Is there any open source alternative (I’d prefer a serverless solution, like sqlite, because its easier to setup), that can handle huge tables like the one I need? Preferably with C or C++ and Python language bindings. I’d also use a non-sql solution, I don’t use many sql features anyway.
30 comments ↓
Try Firebird http://www.firebirdsql.org/, it can be used both in standalone mode and in client-server mode, easy to install, lighweight, and I have a 16 GB database (holding hi-res images in BLOB fields) working quite well.
Have you thought about using mongodb – comes with excellent Python and C support and is really pretty fast. As your documents are rather limited and of identical structure it should have positive impact on the speed.
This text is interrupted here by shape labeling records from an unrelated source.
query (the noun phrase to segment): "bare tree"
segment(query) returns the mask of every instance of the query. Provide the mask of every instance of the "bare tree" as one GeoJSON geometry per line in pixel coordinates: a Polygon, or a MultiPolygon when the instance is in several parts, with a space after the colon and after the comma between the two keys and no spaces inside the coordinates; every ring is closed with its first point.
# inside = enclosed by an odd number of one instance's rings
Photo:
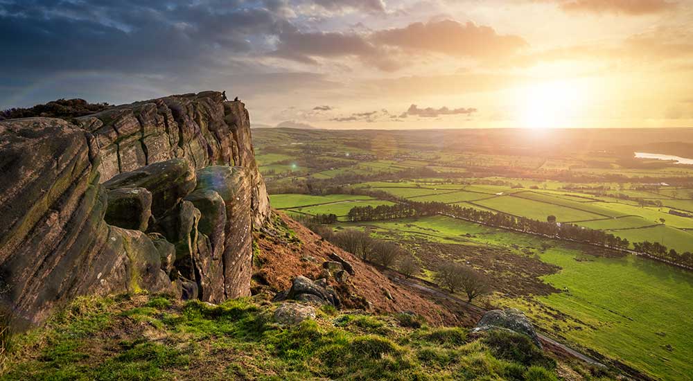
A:
{"type": "Polygon", "coordinates": [[[370,260],[375,244],[371,235],[356,229],[346,229],[334,235],[333,243],[364,260],[370,260]]]}
{"type": "Polygon", "coordinates": [[[399,245],[383,240],[376,241],[373,246],[371,260],[385,267],[391,267],[397,260],[405,254],[399,245]]]}
{"type": "Polygon", "coordinates": [[[441,287],[450,292],[462,290],[471,302],[474,298],[486,294],[488,287],[484,278],[471,267],[456,262],[444,263],[438,269],[435,279],[441,287]]]}
{"type": "Polygon", "coordinates": [[[489,292],[486,281],[473,269],[466,267],[459,276],[462,278],[462,291],[467,294],[468,302],[471,303],[474,298],[489,292]]]}
{"type": "Polygon", "coordinates": [[[399,261],[397,268],[399,269],[399,272],[402,273],[407,278],[417,274],[421,271],[416,258],[414,258],[414,256],[411,255],[405,256],[399,261]]]}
I have no idea how it will behave with such a big amount of data, but you could try PyTables:
http://www.pytables.org/moin
What’s wrong with all the existing backup software out there?
If you feel adventurous, you could use libglom to start a local PostgreSQL instance and then use libgda (via C, C++, or Python) with it. Here the test_selhosting_* test cases here would give a rough idea:
http://git.gnome.org/browse/glom/tree/tests
though you would want to adapt the API to avoid the need for a Glom::Document instance, which should be easy if you don’t use much of the API.
I used multiple sqlite databases (rotated them so they size was max. 1GB). So one possible solution is to split databases according file prefix…
I like Tokyo Cabinet: http://fallabs.com/tokyocabinet/
Pythoin binding: http://packages.python.org/tokyo-python/cabinet.html
You can try Lucene.
My first thought was mongo. Also how about:
http://www.daemonology.net/blog/2011-03-28-kivaloo-data-store.html
Tokyo cabinet has been replaced with Kyoto Cabinet, its the same basic idea just scales a lot better.
http://fallabs.com/kyotocabinet/
Make sure you are adding entries to the database in big batches with a transaction. I found proper use of BEGIN; and END; to have an order of magnitude increase on insertion speed.
Berkeley DB?
It isn’t as hip as the other suggestions, but if you want something battle tested go with BDB. If you want something younger, HamsterDB claims to be a contender. (Sorry, but I have no actual experience with HamsterDB.)
+1 on Berkeley DB. In process, highly mature, very fast, bindings for all languages, shipped by default in most distros.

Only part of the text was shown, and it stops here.